In response to your query:

For Oxford Journals, there is some indication that free online
availability of content may have a negative effect on subscriptions.
Print subscriptions for Nucleic Acids Research (NAR), which has been
fully Open Access since January 2005, declined by 25% in 2005. In 2004,
prior to the journal's move to full Open Access, the journal was free
online six months after publication. In that year, NAR experienced
institutional subscription attrition of approximately 12%, which was
much greater than for related Oxford journals where the content was free
after twelve months.

There may be multiple factors contributing to this attrition; print
subscriptions have been steadily declining across the industry in recent
years as online access has become more widespread. However, NAR is a
highly-ranked journal in terms of impact factor, with growing
submissions and a wide readership, and so it is not clear why else the
journal would be experiencing greater than average attrition of print
subscriptions if this is not due to its free online availability.

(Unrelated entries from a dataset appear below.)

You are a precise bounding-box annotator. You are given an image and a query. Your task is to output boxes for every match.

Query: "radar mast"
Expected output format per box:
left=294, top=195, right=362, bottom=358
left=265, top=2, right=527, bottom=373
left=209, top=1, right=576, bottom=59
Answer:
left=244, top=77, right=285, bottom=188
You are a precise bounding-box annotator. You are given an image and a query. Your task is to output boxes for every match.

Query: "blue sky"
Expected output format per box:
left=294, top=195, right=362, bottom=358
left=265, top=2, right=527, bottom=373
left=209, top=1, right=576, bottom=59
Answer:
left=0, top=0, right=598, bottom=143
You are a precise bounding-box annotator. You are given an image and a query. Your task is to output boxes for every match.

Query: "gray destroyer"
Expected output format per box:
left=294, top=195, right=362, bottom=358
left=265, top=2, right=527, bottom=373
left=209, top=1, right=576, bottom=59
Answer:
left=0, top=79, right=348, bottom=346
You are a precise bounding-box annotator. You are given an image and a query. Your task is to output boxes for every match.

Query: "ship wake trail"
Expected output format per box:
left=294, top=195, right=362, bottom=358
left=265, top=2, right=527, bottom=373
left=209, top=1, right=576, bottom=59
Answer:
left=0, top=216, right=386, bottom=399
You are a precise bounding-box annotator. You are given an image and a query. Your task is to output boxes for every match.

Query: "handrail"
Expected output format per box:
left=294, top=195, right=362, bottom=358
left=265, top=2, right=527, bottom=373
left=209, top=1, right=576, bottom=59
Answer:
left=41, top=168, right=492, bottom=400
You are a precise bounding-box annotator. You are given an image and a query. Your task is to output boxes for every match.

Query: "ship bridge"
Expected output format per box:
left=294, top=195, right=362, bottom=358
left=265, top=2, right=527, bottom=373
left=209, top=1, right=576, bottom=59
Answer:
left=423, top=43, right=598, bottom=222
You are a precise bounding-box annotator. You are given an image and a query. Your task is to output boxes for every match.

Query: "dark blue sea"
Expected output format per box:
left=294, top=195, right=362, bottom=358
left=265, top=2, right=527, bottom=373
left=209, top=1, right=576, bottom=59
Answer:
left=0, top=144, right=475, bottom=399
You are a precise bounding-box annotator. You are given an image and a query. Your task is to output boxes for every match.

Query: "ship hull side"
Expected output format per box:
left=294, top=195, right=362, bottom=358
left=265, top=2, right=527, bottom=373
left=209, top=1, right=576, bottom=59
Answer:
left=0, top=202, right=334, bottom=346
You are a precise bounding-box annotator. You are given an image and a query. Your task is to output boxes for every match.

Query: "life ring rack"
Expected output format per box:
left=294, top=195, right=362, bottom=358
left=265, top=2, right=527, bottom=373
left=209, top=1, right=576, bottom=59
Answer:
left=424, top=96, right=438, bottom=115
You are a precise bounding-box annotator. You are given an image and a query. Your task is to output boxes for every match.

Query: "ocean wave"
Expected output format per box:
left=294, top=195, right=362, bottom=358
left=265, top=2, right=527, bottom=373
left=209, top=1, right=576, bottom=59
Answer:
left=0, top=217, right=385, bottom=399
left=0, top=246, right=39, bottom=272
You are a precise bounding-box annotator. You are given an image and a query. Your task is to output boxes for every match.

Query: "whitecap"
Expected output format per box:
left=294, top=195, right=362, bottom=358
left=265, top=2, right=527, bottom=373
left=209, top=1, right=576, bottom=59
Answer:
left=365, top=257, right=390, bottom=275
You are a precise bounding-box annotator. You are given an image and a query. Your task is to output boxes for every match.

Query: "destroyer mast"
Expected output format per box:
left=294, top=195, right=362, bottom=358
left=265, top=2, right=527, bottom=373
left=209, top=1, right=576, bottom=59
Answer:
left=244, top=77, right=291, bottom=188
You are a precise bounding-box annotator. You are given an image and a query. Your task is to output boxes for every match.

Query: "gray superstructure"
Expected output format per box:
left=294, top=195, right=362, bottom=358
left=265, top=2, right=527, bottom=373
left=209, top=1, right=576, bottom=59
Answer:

It would be interesting to compare these results with print attrition
rates for other journals with free online access. Because of our
experience with NAR, we have not undertaken further experimentation with
free online access periods of less than one year, though we do plan to
analyse attrition rates of optional Open Access journals, once there is
sufficient data to undertake this analysis.

Mithu Mukherjee
Communications Manager
Oxford Journals
mithu.mukherjee@oxfordjournals.org



-----Original Message-----
From: owner-liblicense-l@lists.yale.edu
[mailto:owner-liblicense-l@lists.yale.edu] On Behalf Of Sally Morris
(Chief Executive)
Sent: 29 November 2006 22:46
To: liblicense-l@lists.yale.edu
Subject: Re: Study Identifies Factors That Could Lead to Cancelled
Subscriptions

I'd say that publishers, given the chance, will work out what
delay is likely to be sufficient to protect their
subscriptions/licences from large-scale erosion.  A number of
different factors will be at work:  the subject field (e.g. how
fast-moving is it?) and the frequency of the journal are both
likely to have a significant bearing on this.

Do journals see cancellations?  Well, when the British Medical
Journal made all its content (not just primary research articles)
freely available immediately, it lost subscriptions. When it
changed policy, and restricted access to everything except
primary research articles, it managed to stop and even (I think)
reverse the trend.  But the BMJ is not typical - its USP is its
non-research content...

I'd be very interested to hear any (albeit anecdotal) evidence
from publishers who have, or have not, seen a loss of
subscriptions when access was opened up at x months -
particularly those who might have changed the embargo period and
seen a difference.  I wonder whether OUP has any data?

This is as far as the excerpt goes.